Claire Bloom co-stars as Ms. Kinnian, Charly's instructor and eventual lover - the relationship, both personal and professional, which she shares with Charly forms the core of the film's story. As Charly's IQ soars to unprecedented levels, his emotional maturity remains somewhat stunted in comparison. It's Ms. Kinnian who must guide Charly through the peaks and valleys of his life, particularly when the effects of the surgery begin to inexplicably wear off and he finds himself slipping steadily back into the intellectual darkness from whence he came.
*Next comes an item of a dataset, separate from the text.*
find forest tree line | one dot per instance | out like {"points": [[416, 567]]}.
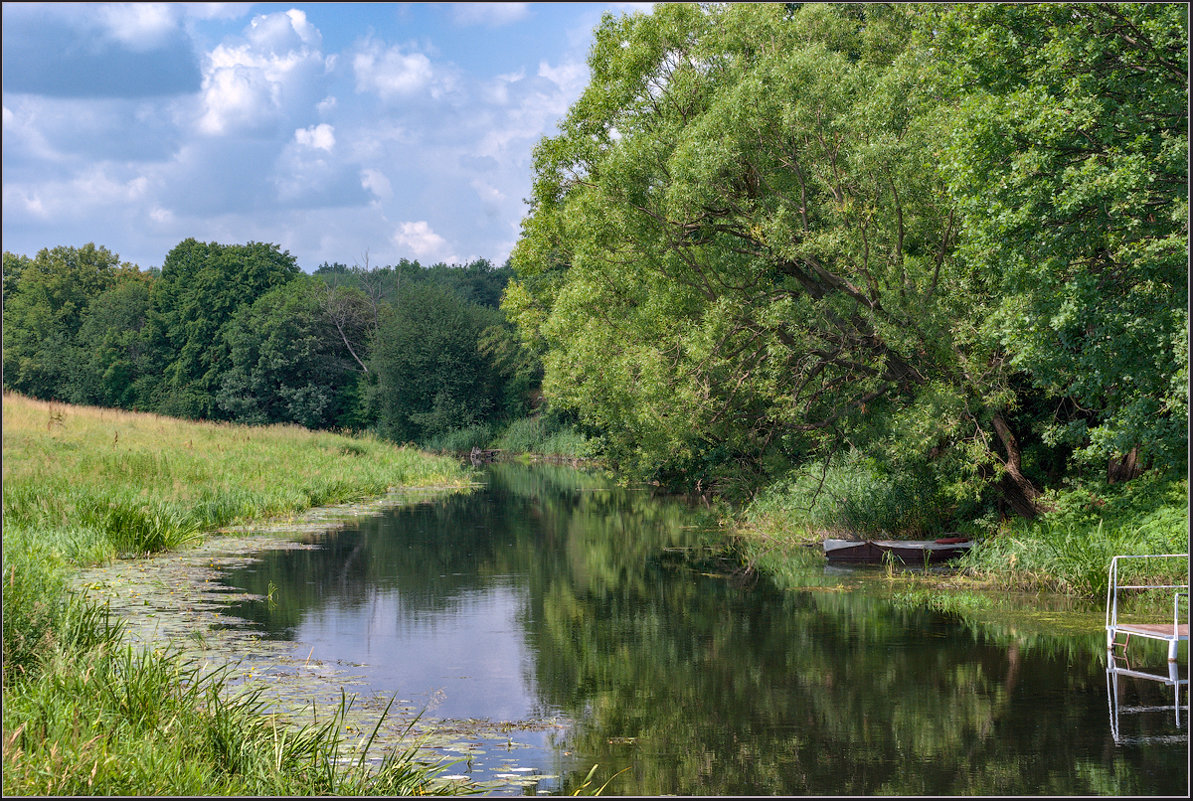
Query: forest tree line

Robertson's carefully modulated performance is the centerpiece of Charly and it's a wondrous thing to behold; he moves from ridiculed outcast to smug, arrogant intellectual superior without missing a beat. You can see the dawning clarity as well as the pained realization that his brief window of "normalcy" is closing - a beautifully affecting performance that ranks among the best Robertson has ever given - yes, webheads, who knew there was life before Uncle Ben? Matching him every step of the way is Bloom as Ms. Kinnian; the film is, in effect, a two-character play that features incidental appearances from doctors or co-workers. The emotional centerpiece of Charly is that of the relationship these two share and these two actors bring it to life, in all of its conflicted, uplifting glory.
A little seen, underrated film that has elements of cinema verite and slightly adventurous cinematography (at certain moments in the film, the screen bisects and shows events from dual points of view simultaneously), Charly is a classic gem the whole family could easily watch and enjoy.
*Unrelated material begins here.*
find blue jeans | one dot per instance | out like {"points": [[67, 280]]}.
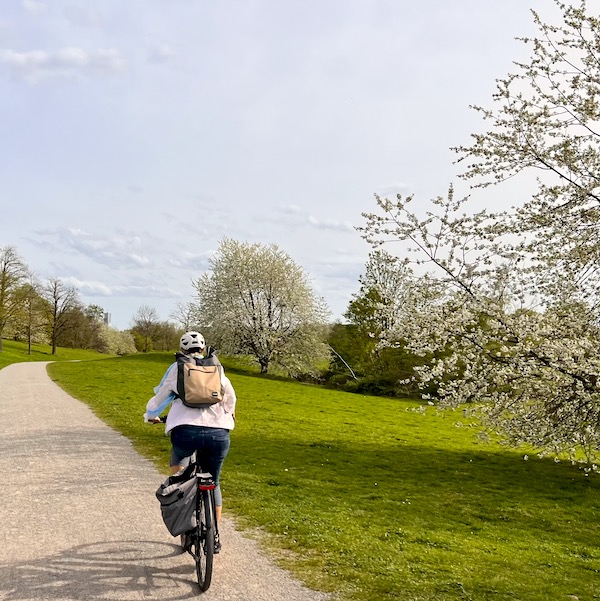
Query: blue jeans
{"points": [[212, 445]]}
Charly is presented in a 2.35:1 anamorphic widescreen transfer on one side of the flipper and a fullscreen transfer on the other. Particularly in the opening and closing moments of the film, the image becomes particularly unstable and suffers from jittery movement that's really distracting. It settles down and overall, is an image largely free of damage. There is a bit of grain and dirt every so often, but nothing too noticeable. A decent transfer.
Offered in a warm Dolby 2.0 stereo mix, Charly blends Ravi Shankar's score and the dialogue well. There's no distortion and the conversations are clearly heard throughout.
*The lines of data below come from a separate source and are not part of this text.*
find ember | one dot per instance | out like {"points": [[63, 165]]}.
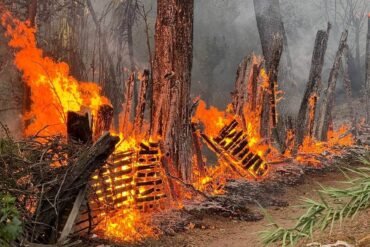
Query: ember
{"points": [[134, 145]]}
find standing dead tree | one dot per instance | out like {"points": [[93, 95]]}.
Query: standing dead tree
{"points": [[307, 110], [348, 86], [172, 69], [140, 108], [110, 82], [328, 99], [245, 92], [271, 32], [367, 82]]}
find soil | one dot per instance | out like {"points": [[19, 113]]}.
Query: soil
{"points": [[225, 232]]}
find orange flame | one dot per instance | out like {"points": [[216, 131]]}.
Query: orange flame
{"points": [[54, 91]]}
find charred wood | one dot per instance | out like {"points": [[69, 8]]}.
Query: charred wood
{"points": [[367, 83], [328, 99], [348, 87], [307, 110], [78, 127], [56, 199], [172, 66], [140, 108], [127, 109], [103, 120]]}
There are no bonus features included - how this is possible when both Cliff Robertson and Claire Bloom are still alive and presumably available is beyond me. A retrospective interview? A commentary track? How about a theatrical trailer? Throw us a bone here, MGM.
Robertson's stellar performance is reason enough to seek out this underappreciated little film - it's a haunting, occasionally moving look at love that is very much a product of its era; it likely would be an entirely different film today. Perhaps Hollywood has lost touch with its ability to make intimate character studies that enlighten as well as entertain. Nevertheless, this bare-bones disc will tide fans over until MGM decides to at least upgrade the bonus material (don't hold your breath).